Ad annunciare la chiusura dell’accordo tra Udc e Rosa Bianca è stato proprio l’uomo che ha dovuto ingoiare il boccone amaro e spendere notti intere (scrive sul suo blog) a rimuginare sul che fare. Ovvero quel Bruno Tabacci che era il candidato premier della Rosa Bianca e che ora dovrà rinunciare in favore di Pier Ferdinando Casini.

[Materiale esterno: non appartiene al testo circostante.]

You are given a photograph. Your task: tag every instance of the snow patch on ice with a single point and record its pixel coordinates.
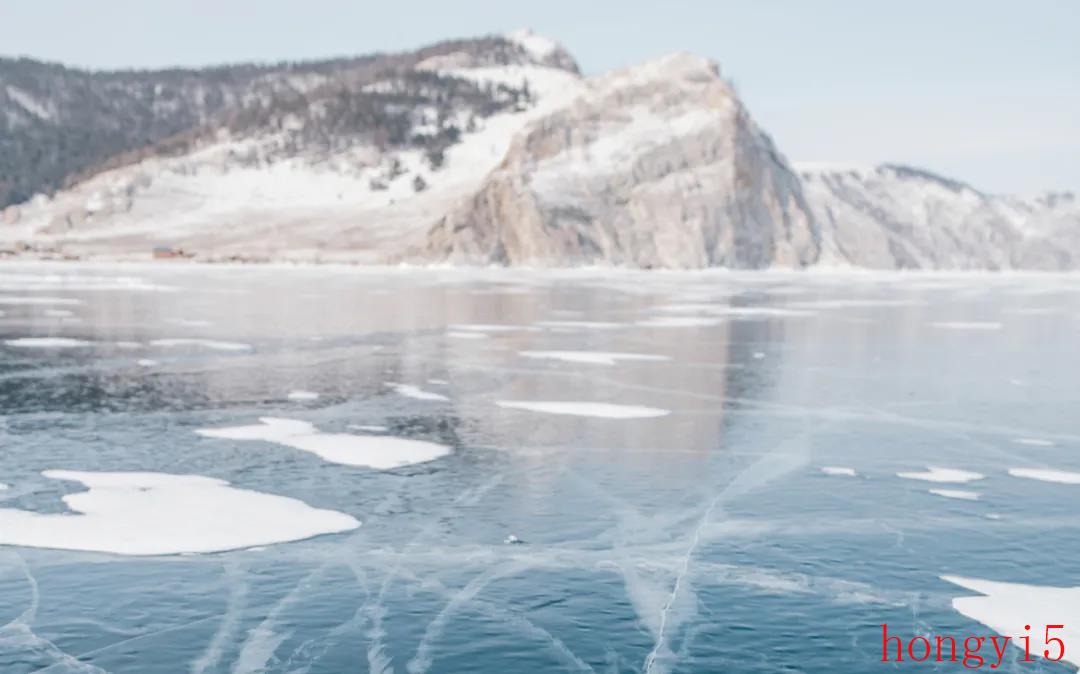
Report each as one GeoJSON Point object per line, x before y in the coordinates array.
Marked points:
{"type": "Point", "coordinates": [943, 474]}
{"type": "Point", "coordinates": [968, 325]}
{"type": "Point", "coordinates": [46, 342]}
{"type": "Point", "coordinates": [413, 391]}
{"type": "Point", "coordinates": [602, 410]}
{"type": "Point", "coordinates": [1045, 474]}
{"type": "Point", "coordinates": [956, 494]}
{"type": "Point", "coordinates": [839, 470]}
{"type": "Point", "coordinates": [591, 358]}
{"type": "Point", "coordinates": [380, 453]}
{"type": "Point", "coordinates": [1007, 607]}
{"type": "Point", "coordinates": [205, 344]}
{"type": "Point", "coordinates": [160, 513]}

Tabacci, nella sua dichiarazione, sembra fare sfoggio di fair play e filosofia. La prende bene e la butta in alto, argomentando sulla costruzione del nuovo soggetto centrista: “Nel lungo termine c’è la costruzione di un nuovo soggetto politico, nel breve, per le politiche, la presentazione di una lista unitaria”. Lo schema dell’accordo? Casini candidato premier, mentre l’ex leader cislino Savino Pezzotta sarà il segretario della nuova formazione centrista. Il nome che gli elettori troveranno sulla scheda elettorale sarà “Costituente di Centro per Casini”.
Il vicepresidente del Senato, Mario Baccini - che dell’accordo è stato il vero deus ex machina e che nelle prossime ore potrebbe sciogliere la propria riserva sulla candidatura per il Campidoglio - ha spiegato: “Casini premier e Pezzotta ci guiderà nella costituente del centro”. Poi il boccone amaro per Tabacci: “Farà un passo indietro per farne due avanti, con la nascita della costituente di centro”.
Dunque, come anticipato da Panorama.it la settimana scorsa, la Cosa Bianca torna insieme sotto le insegne elettorali dello scudocrociato. Mentre alle amministrative, spiegano fonti della Rosa Bianca i due partiti dovrebbero andare separati e con i propri simboli (in Sicilia soprattutto per motivi di ordine “cuffariano”).
Rimangono i problemi sulle candidature, che peraltro stanno impegnando in queste ore tutte le coalizioni. Baccini ufficialmente fa proclami nobili: “Ci siamo lanciati nel progetto della Rosa Bianca senza paracadute. Figuriamoci se ora ci mettiamo a lottare per chi entra e chi no in Parlamento”. Ma è ovvio che la battaglia per le liste (tra candidature pulite e collegi sicuri) è tostissima. Specie se fatta da “vecchie volpi democristiane”, come rivela un deputato centrista. Come finirà ? I bene informati di cose centriste dicono 75% di posti all’Udc, 25% ai Rosabianchisti.
Infine Ciriaco De Mita: il reprobo del Pd di Walter Veltroni su cui era stato impostato l’inizio di accordo: “Mi auguro e faccio a lui un appello” conclude Baccini “perché faccia parte del nostro progetto”. Un appello che il vecchio leader Dc difficilmente farà cadere nel vuoto.